ClickHouse / clickhouse-connect

Python driver/sqlalchemy/superset connectors
Apache License 2.0
330 stars 64 forks source link

Return column structure in case of empty resultset #257

Open zerafachris opened 1 year ago

zerafachris commented 1 year ago

Describe the bug

Return column structure in case of empty resultset

Steps to reproduce

  1. Use the following query "SELECT 1 as 'column1' LIMIT 0"

Expected behaviour

Have a new setting, which will change behaviour in case of an empty result set being returned.

In case of pandas, driver.query_df(ch_query) should return pd.DataFrame({'column1' : [] })

This was resolved in the previous driver here https://github.com/ClickHouse/ClickHouse/issues/33522

genzgd commented 1 year ago

There is no easy way to do this using the HTTP interface, as ClickHouse doesn't return the column name or types in Native Format when the result set is empty. The driver would have to use a different format (such as JSONEachRow) for the query in order to be able to build the column structure. Note that the native interface used in clickhouse-driver works differently and does return an "empty block" with the column structure even for empty queries, so the implementation is more straightforward in that case.

If you know ahead of time that the query result will be empty (for example, with your LIMIT 0 example), maybe there could be something like a "structure only" query that would use the JSONEachRow format over HTTP.

zerafachris commented 1 year ago

Hi @genzgd , Thanks for the reply. Using query_arrow is am able to return the columns, whilst using 'query_df' the column set is empty. Maybe we can use a partial implementation from pyarrow to get the column lists?

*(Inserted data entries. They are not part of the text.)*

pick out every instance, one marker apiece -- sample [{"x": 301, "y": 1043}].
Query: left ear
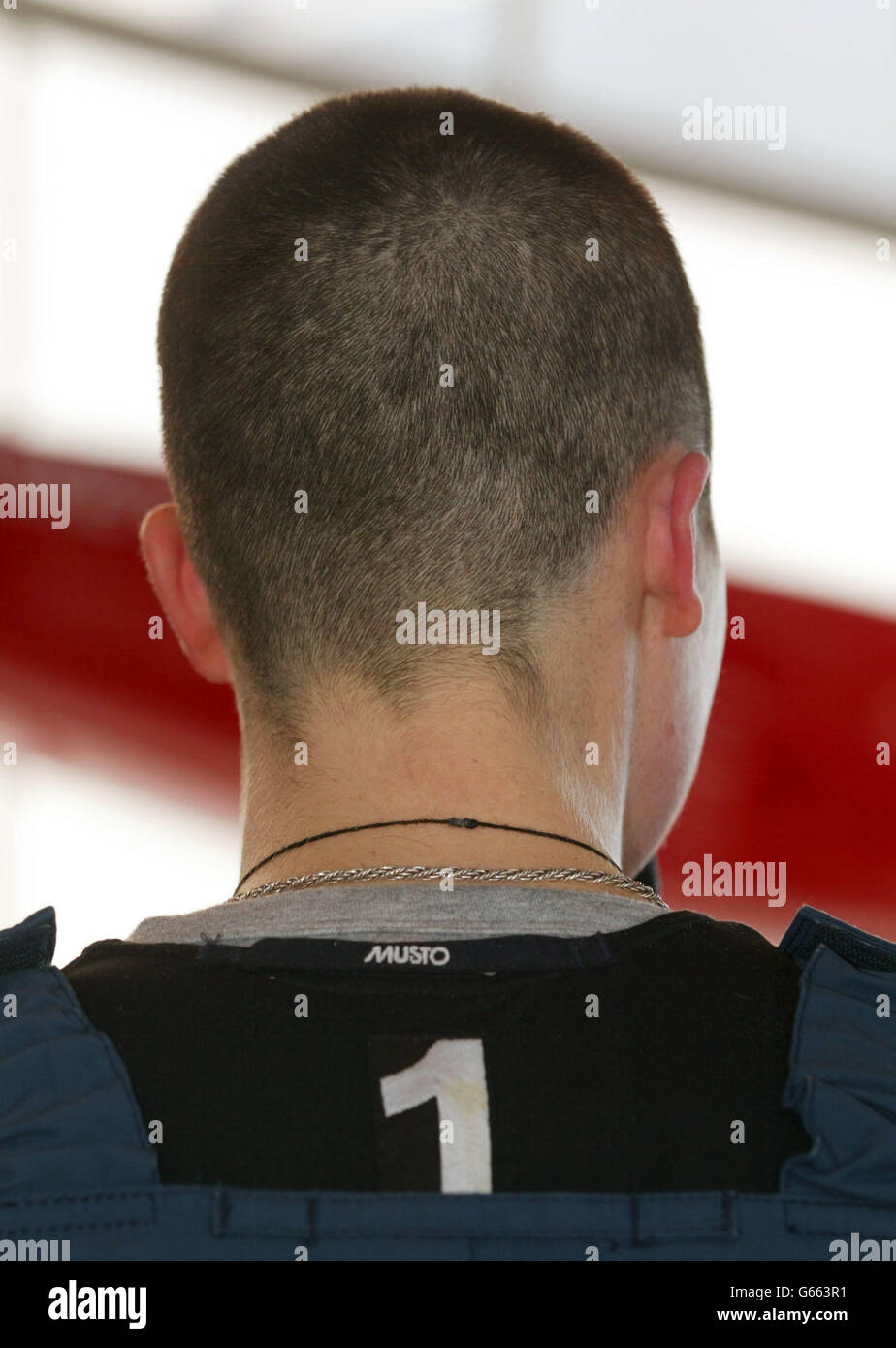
[
  {"x": 182, "y": 594},
  {"x": 674, "y": 487}
]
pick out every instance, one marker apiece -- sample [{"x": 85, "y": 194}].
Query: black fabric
[{"x": 692, "y": 1034}]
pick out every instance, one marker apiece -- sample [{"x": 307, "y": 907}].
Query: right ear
[{"x": 182, "y": 594}]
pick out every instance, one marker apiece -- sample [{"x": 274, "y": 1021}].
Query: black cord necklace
[{"x": 453, "y": 822}]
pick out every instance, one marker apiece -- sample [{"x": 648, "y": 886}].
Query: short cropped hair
[{"x": 446, "y": 321}]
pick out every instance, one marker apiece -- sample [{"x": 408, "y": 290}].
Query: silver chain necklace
[{"x": 436, "y": 873}]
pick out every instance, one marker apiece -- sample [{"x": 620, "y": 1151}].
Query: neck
[{"x": 461, "y": 754}]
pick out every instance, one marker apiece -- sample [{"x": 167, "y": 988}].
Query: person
[{"x": 438, "y": 434}]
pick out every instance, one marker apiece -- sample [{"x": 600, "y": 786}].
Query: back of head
[{"x": 490, "y": 321}]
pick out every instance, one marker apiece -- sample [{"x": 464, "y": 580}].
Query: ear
[
  {"x": 673, "y": 490},
  {"x": 182, "y": 594}
]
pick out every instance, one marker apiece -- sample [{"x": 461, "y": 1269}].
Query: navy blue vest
[{"x": 76, "y": 1164}]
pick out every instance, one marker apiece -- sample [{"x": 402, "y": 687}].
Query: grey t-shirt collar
[{"x": 400, "y": 913}]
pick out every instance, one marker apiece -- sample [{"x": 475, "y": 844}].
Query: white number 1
[{"x": 453, "y": 1072}]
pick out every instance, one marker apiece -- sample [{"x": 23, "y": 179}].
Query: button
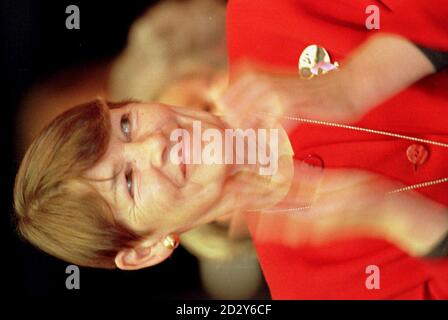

I have tagged the part of code which is returning the empty dataframe and would require an update here https://github.com/ClickHouse/clickhouse-connect/pull/119

genzgd commented 1 year ago

Eventually it may make sense to switch the Pandas code to use Arrow instead of the ClickHouse Native format, in particular for Pandas 2.x, which is now backed by Arrow, but that's a pretty significant change. In the meantime I've opened a feature request https://github.com/ClickHouse/ClickHouse/issues/55939 that would make this possible without major code changes, but I don't know if and when the ClickHouse team will get to it.